Here I am, twenty years old now.  Working a full-time job, bills to my Spleen, yet I maintain this tranquility.  It hasn't always been that way, the depression that I had when I was 16 lasted years long.  Perhaps, even before I was 16.  It became more of a psychological, and a physiological thing.  It developed a consciousness that masked my own, became a beast laboring for breath, my breath.
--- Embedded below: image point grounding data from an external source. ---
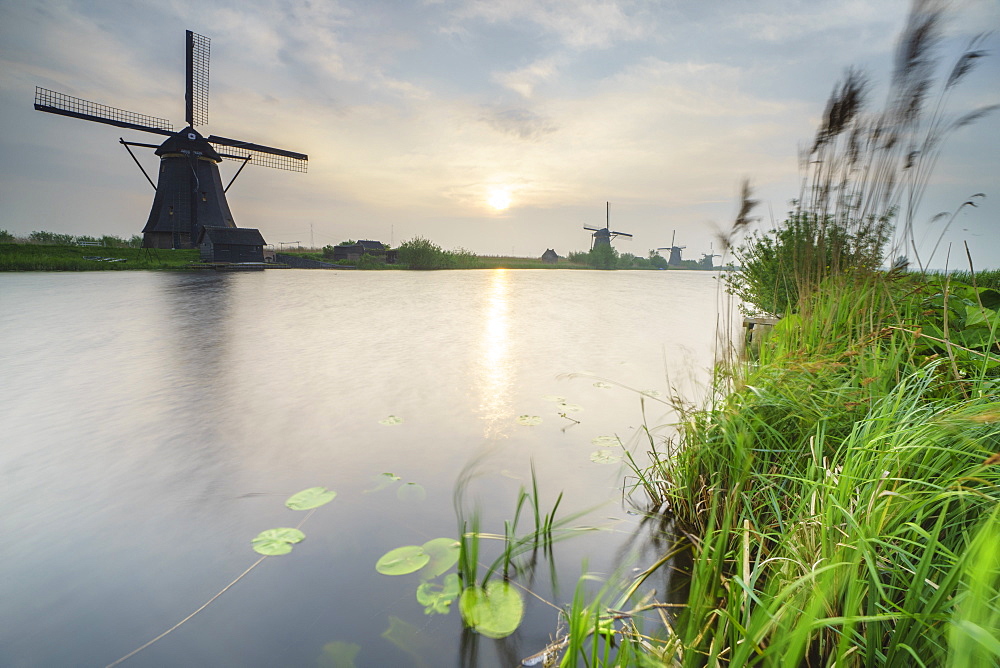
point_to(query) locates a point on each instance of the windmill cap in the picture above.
(189, 140)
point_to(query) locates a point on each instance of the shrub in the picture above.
(420, 253)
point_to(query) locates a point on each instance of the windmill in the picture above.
(707, 260)
(675, 252)
(603, 236)
(189, 192)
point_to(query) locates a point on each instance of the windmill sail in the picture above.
(264, 156)
(190, 200)
(199, 49)
(67, 105)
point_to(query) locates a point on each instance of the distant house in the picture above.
(354, 252)
(231, 244)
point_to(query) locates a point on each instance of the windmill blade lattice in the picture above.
(67, 105)
(199, 50)
(265, 156)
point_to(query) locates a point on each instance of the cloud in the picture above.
(523, 81)
(522, 123)
(577, 24)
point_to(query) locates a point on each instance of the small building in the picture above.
(231, 244)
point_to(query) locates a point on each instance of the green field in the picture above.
(32, 257)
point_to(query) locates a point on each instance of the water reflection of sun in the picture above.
(499, 199)
(495, 363)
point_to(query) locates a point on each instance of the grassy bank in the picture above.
(842, 501)
(35, 257)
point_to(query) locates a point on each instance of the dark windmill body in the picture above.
(190, 195)
(603, 236)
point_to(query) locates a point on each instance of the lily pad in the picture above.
(402, 560)
(495, 611)
(274, 542)
(605, 456)
(411, 491)
(437, 599)
(443, 553)
(314, 497)
(382, 481)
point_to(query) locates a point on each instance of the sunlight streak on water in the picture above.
(495, 368)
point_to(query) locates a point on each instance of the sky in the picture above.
(498, 126)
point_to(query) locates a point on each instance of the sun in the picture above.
(499, 199)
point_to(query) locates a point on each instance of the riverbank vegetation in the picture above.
(838, 498)
(41, 257)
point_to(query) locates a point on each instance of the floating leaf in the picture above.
(411, 491)
(274, 542)
(314, 497)
(443, 553)
(382, 481)
(605, 457)
(495, 611)
(338, 654)
(402, 560)
(437, 599)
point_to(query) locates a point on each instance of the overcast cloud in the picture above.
(415, 113)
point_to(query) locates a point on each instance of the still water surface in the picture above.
(153, 423)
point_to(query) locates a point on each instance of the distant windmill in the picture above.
(189, 191)
(708, 259)
(675, 252)
(603, 236)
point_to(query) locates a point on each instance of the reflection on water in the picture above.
(155, 422)
(495, 368)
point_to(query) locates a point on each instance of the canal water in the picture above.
(154, 423)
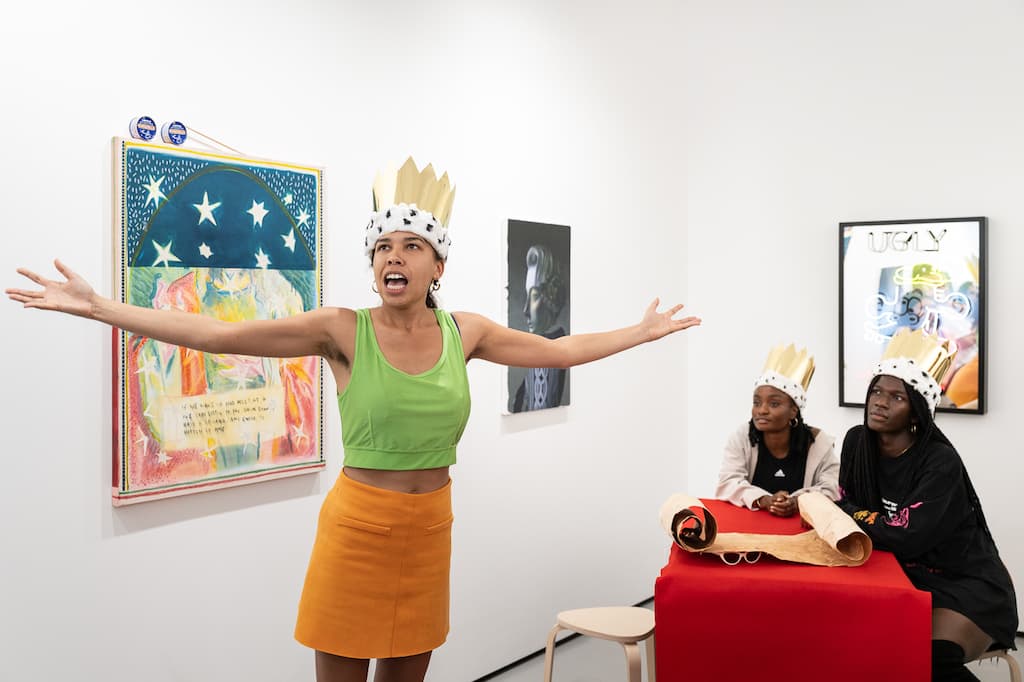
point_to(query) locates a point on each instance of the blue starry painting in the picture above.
(231, 238)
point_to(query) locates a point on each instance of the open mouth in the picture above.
(394, 282)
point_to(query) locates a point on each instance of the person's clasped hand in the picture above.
(780, 504)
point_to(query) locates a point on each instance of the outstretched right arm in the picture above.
(304, 334)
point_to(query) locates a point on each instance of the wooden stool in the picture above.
(1015, 669)
(626, 625)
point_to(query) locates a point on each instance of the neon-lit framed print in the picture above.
(922, 273)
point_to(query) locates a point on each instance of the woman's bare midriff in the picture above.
(420, 480)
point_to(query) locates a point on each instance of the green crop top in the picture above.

I decided I'm not that person anymore; I hold no remorse for it, it's a mere thing of the past.  I have experienced all the things that I clearly detested before, which is quite ironic, lol.  My passion has, indeed, returned and plan to write more often.  Though, it does take days at a time.




Tuesday, May 15, 2007
Voyage

Forlorn, I am, for such cowardice I hold.  It's pathetic for one to hide their own identity from themself.  I've developed this thing people call "hobbies," and I also started "going out."  Which, for me to say, is quite a surprising thing to say.  I've started a new life in this area I moved in, and not mentioning a word of the life I lived prior.  I've met remarkable people, though it ends at that.

I've come to the conclusion that I'm no more than a deserter.  Which, I once smiled while admitting, now I'm dreading.  I've deserted many people before and failed to see the pain in it, now I cringe at my passed deads.  Now, I can't stop thinking about those people that I left of my own free will and never once looked back.  I'm not even lucky enough to remember their names, yet very vaguely their faces.

Yet, despite such misdeeds, I wasn't completely guilty; I did very much attempt to do "remarkable" things; I remember how I tried to engage the school in politics, force a movement, if you will.  The failure was crippling at that time, yet I no longer consider it a failure.  Enough of that, the past is gone..

I've think I have awakened, if only in a sense.  I was once baffled at the emotions of others and how foolish one can be, and yet I find myself in such situations.  How foreign such scenes seem.  I, once again, feel the need to flee.  Not necessarily in the deserter sense, but to explore.  Now that I'm no longer staring outside my window, but rather on the outside..  how refreshing indeed.

Be that as it may, optimism is only limited.  While I feel the need to emerge, I become submerged.  Lately...  I've been fighting off massive sleep attacks, just like the kind from four years ago.  Yesterday I slept 12 hours, today I slept well over 16 hours, including occasional naps.  I've been often falling asleep and not remember ever going asleep.  I, again, had a horrifying sleep paralysis episode today.  It started with a dream, I was drowning and hopelessly sinking.  I couldn't breathe, I woke up, but didn't realize I was having an episode.  My breathing was very constricted, I couldn't seem to pull a decent amount of breath; after maybe a minute, I actually woke up, burst out of my chair and was hyperventilating.. after able to calm down.. I thought about it..

My first vivid dream was that I was drowning, and had the same episode.  That is how my hydrophobia came to be.  That inital episode happened about four years ago or so, which makes me think that what was is returning.  My breathing was constricted today because of the way I fell asleep on my desk, in such horrible posture I could see why.  Though, like again, I don't recall falling asleep.

I was diagnosed two years ago, with what I refuse to admit.  Call it cowardice, I don't care.  Their solution was drugs; being on Ritalin when I was a kid, and Zoloft years later, I don't want to see another drug, ever again.  Though, in today's world it's hardly avoidable.  There has to be other means, and I will find it.  Even if utter ruination comes to rise.